The impact of MCCPDC is also limited on a systemic level. Traditional retail pharmacies must navigate the system of intermediaries in order to provide life-saving drugs that are still patented and to accept insurance. Forbes notes that, in contrast to MCCPDC, these pharmacies “would lose practically all their business … if [they] were to turn down all of the insurance plans that they manage and become cash-only.” By sidestepping the systemic issues faced by other pharmacies, MCCPDC’s model is an exception within a system that other pharmacies must continue to navigate.

Beyond these limitations, MCCPDC’s very existence is an affirmation of the unchecked capitalist model of the pharmaceutical industry, not a challenge to its social and legal foundations. MCCPDC’s model is a function of Cuban’s extreme wealth; Cuban recently admitted that “it wouldn’t be possible to do what he was doing unless he didn’t need to make money.” Furthermore, as a public benefit corporation, Cuban’s pharmacy has the stated goal of making “a profit while maximizing impact.” The paradox in this scenario is that the vast wealth that allows MCCPDC to exist is made possible by the same socioeconomic systems in the U.S. that drive the social and health inequities it aims to fix. More specifically, policies that allow for the mass accumulation of wealth also perpetuate poverty and erode funding for public programs and social services. Therefore, good-faith efforts from wealthy people to fix inequities caused by wealth distribution are largely insufficient.

Many scholars argue that when we rely on the beneficence of the wealthy to address disparities, we release the government from its responsibility to correct harmful structures. Paul Gomberg, for example, argues that the focus on immediate relief in philanthropy tends to obscure the systems that create and exacerbate inequalities in the first place. To realize health as a human right, the bottom line of public-benefit efforts must be the creation of sustainable health care models. While Cuban’s public benefit corporation is a step in the right direction, the initiative can at most provide a Band-Aid solution–one that replicates existing programs, such as GoodRx’s and Walmart’s, for low-cost generic medications.

This reliance on the wealthy elite begs the question: What if Mark Cuban and other billionaires donated their funds to support the creation of a sustainable social program for equitable access to prescription medications? While such social programs remain out of reach, MCCPDC could, in the meantime, increase its impact by pursuing a more holistic model–for example, by providing low-cost drug options and supporting advocacy efforts for policy change. The efforts of billionaires like Cuban to push senators for drug pricing reform legislation, a version of which just passed in the Senate, would not go unnoticed. Such a dual mission would prioritize the structural issues while continuing to fill a gap in current resources, thereby addressing both long-term and short-term needs.

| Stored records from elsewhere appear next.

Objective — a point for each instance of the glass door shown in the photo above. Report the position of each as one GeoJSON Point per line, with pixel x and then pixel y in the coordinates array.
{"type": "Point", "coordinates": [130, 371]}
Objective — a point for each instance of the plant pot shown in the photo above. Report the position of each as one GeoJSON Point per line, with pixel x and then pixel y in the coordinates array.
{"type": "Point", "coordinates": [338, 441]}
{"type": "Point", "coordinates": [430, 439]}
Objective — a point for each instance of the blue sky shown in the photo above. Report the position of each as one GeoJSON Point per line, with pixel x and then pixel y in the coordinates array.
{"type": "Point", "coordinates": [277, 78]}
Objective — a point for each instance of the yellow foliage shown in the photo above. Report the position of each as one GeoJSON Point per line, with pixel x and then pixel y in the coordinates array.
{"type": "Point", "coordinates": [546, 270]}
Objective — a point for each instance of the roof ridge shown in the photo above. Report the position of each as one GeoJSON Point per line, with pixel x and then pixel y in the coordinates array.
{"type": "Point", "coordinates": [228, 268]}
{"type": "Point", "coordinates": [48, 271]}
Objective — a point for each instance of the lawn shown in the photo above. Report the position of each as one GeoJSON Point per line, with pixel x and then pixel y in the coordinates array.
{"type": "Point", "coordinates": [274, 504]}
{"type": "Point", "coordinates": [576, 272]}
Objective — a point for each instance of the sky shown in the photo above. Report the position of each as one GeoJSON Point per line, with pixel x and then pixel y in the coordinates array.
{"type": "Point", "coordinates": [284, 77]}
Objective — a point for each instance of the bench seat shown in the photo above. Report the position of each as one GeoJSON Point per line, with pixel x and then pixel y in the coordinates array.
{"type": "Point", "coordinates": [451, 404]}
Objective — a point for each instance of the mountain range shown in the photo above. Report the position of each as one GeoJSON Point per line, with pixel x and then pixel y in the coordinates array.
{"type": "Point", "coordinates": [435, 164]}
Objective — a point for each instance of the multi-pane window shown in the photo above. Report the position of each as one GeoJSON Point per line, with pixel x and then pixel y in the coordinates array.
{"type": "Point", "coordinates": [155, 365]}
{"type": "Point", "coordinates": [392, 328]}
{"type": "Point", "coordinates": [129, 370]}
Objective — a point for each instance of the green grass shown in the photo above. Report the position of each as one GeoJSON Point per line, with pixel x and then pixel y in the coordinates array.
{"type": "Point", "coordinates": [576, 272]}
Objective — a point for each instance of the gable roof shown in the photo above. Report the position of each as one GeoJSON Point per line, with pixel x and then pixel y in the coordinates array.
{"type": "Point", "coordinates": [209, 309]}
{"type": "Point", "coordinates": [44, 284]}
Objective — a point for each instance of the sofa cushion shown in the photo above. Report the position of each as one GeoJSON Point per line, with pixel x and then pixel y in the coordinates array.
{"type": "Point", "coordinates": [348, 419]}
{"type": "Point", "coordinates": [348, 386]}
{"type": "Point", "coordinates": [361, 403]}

MCCPDC offers a technocratic stopgap in the face of massive systemic issues, but we ultimately need changes in social policy to ensure that structural failures do not continue to perpetuate health inequities. As stated by philosopher Lisa Herzog, “if we take social structures as a given … [the only option] is to spend some of our spare money to help repair the worst damages that this system does.” The examples provided by pharmaceutical systems in many other countries show us that fair drug pricing is achievable through approaches such as centralized price negotiations, universal health coverage, and restrictions on out-of-pocket spending through insurance plans. Because Cuban’s pharmacy is situated within a system that is failing to provide equal access to health care, the initiative is only able to provide a short-term solution for a problem that will persist and worsen as we continue to permit the prioritization of profit over human rights.